ZFS handles its journaling using a structure called the intent log. High performance systems with many disks commonly allocate a dedicated storage pool just to hold the ZFS intent log for the database disk, in the same way that the database WAL is commonly put on another drive. Though, there's no need to have a dedicated intent log for the WAL disk too. There is more information on this and related topics in the ZFS for Databases documentation at http://www.solarisinternals.com/wiki/index.php/ZFS_for_Databases.

Similarly to XFS, if you have a system with a non-volatile write cache such as a battery-backed write controller, the cache flushing done by ZFS will defeat some of the benefit of that cache.
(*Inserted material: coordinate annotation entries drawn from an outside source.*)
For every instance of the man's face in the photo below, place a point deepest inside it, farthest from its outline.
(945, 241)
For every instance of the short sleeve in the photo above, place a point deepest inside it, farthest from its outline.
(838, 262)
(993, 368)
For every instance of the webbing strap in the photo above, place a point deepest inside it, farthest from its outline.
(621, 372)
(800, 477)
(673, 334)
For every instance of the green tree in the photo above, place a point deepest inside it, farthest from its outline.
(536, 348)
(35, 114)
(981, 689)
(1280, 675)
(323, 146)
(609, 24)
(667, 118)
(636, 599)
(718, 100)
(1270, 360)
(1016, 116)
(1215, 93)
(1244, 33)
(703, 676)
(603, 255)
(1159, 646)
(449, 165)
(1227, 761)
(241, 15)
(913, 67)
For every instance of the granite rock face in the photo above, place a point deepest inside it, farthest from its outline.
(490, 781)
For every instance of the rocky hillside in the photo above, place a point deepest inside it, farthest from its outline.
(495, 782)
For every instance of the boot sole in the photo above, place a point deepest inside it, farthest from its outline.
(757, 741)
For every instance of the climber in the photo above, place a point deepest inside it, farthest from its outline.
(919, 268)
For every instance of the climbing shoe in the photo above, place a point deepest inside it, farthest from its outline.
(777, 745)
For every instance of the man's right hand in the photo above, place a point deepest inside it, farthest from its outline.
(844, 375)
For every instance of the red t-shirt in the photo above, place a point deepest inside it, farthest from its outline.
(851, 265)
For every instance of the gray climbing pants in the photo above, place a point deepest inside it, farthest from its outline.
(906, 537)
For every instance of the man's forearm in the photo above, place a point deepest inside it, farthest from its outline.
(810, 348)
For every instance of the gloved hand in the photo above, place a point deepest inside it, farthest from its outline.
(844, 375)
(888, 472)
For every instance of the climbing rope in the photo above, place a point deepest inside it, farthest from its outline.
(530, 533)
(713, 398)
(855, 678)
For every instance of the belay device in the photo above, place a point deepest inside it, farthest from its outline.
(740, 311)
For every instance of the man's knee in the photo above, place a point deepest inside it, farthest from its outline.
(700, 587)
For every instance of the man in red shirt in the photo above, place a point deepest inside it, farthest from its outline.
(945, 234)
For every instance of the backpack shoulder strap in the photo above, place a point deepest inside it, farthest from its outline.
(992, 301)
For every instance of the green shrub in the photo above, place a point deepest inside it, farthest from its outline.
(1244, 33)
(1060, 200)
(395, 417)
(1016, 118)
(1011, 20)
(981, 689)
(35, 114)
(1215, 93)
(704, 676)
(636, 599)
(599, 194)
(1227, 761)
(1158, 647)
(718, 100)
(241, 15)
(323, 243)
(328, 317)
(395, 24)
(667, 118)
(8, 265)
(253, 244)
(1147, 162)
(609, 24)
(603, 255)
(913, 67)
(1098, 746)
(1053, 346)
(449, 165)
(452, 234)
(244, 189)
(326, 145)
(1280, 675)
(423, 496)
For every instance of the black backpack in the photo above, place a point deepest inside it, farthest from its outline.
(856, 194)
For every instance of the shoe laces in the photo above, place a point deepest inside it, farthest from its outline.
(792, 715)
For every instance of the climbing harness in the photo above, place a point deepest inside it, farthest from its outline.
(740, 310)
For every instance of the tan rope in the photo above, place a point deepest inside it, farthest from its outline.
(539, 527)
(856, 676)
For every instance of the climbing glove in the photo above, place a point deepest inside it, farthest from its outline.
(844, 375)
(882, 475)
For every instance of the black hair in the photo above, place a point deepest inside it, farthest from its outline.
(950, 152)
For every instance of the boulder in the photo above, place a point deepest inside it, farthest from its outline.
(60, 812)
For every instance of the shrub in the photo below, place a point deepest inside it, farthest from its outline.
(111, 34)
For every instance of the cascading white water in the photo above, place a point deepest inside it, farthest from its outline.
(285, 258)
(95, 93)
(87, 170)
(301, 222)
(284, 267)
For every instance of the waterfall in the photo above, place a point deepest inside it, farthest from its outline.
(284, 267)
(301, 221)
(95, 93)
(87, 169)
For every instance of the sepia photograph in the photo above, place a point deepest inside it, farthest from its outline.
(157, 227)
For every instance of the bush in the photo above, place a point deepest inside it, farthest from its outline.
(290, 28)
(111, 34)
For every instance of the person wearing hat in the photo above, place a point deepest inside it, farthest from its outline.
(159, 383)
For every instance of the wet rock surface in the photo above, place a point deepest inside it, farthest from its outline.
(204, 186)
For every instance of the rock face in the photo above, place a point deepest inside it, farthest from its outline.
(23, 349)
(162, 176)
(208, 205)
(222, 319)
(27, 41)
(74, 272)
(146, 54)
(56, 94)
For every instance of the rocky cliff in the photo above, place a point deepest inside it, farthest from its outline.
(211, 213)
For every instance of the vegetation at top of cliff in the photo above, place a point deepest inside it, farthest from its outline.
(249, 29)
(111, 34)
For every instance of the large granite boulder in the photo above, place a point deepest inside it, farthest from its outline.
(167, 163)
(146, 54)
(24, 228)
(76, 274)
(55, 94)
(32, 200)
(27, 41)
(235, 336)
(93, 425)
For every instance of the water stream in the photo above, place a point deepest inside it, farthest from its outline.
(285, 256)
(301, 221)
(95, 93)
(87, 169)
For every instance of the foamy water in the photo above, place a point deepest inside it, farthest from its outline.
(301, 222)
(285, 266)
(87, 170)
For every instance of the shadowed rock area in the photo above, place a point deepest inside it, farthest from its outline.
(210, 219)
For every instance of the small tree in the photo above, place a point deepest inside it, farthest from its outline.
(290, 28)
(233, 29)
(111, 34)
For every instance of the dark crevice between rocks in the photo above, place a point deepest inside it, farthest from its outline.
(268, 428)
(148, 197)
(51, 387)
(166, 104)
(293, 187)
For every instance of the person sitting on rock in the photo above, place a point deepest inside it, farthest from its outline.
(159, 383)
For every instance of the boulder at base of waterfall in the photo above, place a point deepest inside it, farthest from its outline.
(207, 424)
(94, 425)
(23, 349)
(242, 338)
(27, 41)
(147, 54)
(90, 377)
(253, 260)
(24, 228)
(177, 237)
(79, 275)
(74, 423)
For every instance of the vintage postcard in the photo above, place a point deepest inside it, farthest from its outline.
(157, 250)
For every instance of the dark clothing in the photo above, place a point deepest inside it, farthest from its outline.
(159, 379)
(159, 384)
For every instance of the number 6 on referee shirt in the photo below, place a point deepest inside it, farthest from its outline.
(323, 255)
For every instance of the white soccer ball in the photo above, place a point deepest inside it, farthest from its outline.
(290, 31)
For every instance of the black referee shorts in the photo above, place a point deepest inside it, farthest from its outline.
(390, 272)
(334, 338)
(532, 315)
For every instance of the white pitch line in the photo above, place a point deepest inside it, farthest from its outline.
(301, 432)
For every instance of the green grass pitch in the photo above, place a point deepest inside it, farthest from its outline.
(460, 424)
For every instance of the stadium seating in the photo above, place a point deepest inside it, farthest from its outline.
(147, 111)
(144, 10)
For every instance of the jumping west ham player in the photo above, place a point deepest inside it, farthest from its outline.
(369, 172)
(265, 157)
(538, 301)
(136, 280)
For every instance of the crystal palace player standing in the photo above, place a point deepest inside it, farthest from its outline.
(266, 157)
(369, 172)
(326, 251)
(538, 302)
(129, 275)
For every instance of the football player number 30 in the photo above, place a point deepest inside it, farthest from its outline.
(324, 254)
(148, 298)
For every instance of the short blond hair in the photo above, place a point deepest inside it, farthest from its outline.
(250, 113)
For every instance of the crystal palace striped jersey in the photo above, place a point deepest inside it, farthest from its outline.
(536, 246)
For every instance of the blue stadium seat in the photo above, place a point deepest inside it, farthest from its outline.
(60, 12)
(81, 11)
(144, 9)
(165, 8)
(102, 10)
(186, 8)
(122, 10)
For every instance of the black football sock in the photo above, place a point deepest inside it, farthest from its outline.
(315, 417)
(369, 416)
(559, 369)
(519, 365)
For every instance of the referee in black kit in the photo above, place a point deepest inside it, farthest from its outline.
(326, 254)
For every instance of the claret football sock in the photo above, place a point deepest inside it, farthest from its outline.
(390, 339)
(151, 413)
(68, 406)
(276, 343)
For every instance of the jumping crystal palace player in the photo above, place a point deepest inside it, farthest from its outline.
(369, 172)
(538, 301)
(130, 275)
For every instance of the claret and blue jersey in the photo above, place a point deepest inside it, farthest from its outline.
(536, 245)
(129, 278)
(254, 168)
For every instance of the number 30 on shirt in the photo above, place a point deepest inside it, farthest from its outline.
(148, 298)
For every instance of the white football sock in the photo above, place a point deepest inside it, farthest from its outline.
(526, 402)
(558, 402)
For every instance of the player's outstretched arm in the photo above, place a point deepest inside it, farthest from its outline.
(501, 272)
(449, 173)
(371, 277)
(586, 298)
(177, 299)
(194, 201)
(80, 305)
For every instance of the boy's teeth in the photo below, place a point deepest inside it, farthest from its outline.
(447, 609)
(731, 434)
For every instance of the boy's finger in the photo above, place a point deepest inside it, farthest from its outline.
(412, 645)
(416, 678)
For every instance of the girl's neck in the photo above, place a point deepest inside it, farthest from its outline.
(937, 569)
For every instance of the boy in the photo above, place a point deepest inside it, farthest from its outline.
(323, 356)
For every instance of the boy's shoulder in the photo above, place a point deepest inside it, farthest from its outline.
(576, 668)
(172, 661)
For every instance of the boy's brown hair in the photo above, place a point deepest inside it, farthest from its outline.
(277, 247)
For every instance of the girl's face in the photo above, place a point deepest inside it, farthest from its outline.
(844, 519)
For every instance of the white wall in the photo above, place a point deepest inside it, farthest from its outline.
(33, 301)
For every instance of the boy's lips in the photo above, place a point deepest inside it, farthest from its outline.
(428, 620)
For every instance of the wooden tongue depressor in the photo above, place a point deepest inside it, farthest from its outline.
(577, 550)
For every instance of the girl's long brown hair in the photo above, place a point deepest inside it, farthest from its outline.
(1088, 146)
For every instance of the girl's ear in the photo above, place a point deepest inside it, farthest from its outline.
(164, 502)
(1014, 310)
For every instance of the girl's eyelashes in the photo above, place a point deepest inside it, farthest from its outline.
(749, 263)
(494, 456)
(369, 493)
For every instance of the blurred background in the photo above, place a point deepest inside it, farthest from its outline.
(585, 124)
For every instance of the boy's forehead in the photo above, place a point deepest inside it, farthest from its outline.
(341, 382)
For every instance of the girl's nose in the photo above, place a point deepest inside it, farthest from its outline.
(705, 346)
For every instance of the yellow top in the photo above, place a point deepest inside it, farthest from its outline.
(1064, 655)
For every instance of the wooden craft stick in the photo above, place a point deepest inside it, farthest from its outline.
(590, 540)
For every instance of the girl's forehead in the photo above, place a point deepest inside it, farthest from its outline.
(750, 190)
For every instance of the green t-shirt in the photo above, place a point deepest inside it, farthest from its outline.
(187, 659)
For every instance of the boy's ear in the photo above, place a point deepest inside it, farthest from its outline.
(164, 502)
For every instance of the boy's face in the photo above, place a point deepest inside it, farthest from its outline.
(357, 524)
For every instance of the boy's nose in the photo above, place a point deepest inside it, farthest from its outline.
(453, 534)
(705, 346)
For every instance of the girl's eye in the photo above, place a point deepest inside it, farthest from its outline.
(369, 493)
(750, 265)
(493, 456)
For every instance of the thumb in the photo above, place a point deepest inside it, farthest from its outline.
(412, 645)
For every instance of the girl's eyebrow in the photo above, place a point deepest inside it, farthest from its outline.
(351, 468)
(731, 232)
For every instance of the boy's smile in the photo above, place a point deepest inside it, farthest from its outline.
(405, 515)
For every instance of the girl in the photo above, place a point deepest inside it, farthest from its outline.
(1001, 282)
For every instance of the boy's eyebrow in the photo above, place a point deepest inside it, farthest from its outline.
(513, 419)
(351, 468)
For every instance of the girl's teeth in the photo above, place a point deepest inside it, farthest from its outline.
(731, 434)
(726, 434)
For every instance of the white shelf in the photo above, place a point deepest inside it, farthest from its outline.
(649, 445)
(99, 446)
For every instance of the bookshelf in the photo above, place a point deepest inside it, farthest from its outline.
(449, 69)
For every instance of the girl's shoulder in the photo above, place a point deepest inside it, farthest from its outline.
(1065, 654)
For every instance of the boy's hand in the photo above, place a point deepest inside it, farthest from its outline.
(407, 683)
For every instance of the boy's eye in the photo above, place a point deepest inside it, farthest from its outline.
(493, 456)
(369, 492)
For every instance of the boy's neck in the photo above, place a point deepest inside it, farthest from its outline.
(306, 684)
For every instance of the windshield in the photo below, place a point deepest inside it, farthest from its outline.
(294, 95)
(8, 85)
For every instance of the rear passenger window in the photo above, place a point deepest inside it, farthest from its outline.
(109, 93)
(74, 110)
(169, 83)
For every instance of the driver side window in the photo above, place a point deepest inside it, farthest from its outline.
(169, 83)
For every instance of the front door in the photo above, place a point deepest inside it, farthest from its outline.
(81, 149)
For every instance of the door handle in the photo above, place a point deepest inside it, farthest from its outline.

You can disable that behaviour by adjusting the zfs_nocacheflush parameter; the following line in /etc/system will do that:

set zfs:zfs_nocacheflush = 1

And you can toggle the value to 1 (no cache flushing) and back to 0 (default, flushing enabled) with the following on a live filesystem:

echo zfs_nocacheflush/W0t1 | mdb -kw
echo zfs_nocacheflush/W0t0 | mdb –kw

ZFS has a few features that make it well suited to database use. All reads and writes include block checksums, which allow ZFS to detect the sadly common situation where data is quietly corrupted by RAM or disk errors. Some administrators consider such checksums vital for running a large database safely. Another useful feature is ZFS's robust snapshot support. This makes it far easier to make a copy of a database you can replicate to another location, backup, or even to create a temporary copy you can then rollback to an earlier version. This can be particularly valuable when doing risky migrations or changes you might want to back out.

Because of the robustness of its intent log and block checksum features, ZFS is one filesystem where disabling PostgreSQL's full_page_writes parameter is a candidate for optimization with little risk. It's quite resistant to the torn pages issue that makes that parameter important for other filesystems. There is also transparent compression available on ZFS. While expensive in terms of CPU, applications that do lots of sequential scans of data too small to be compressed by the PostgreSQL TOAST method might benefit from reading more logical data per physical read, which is what should happen if compression is enabled.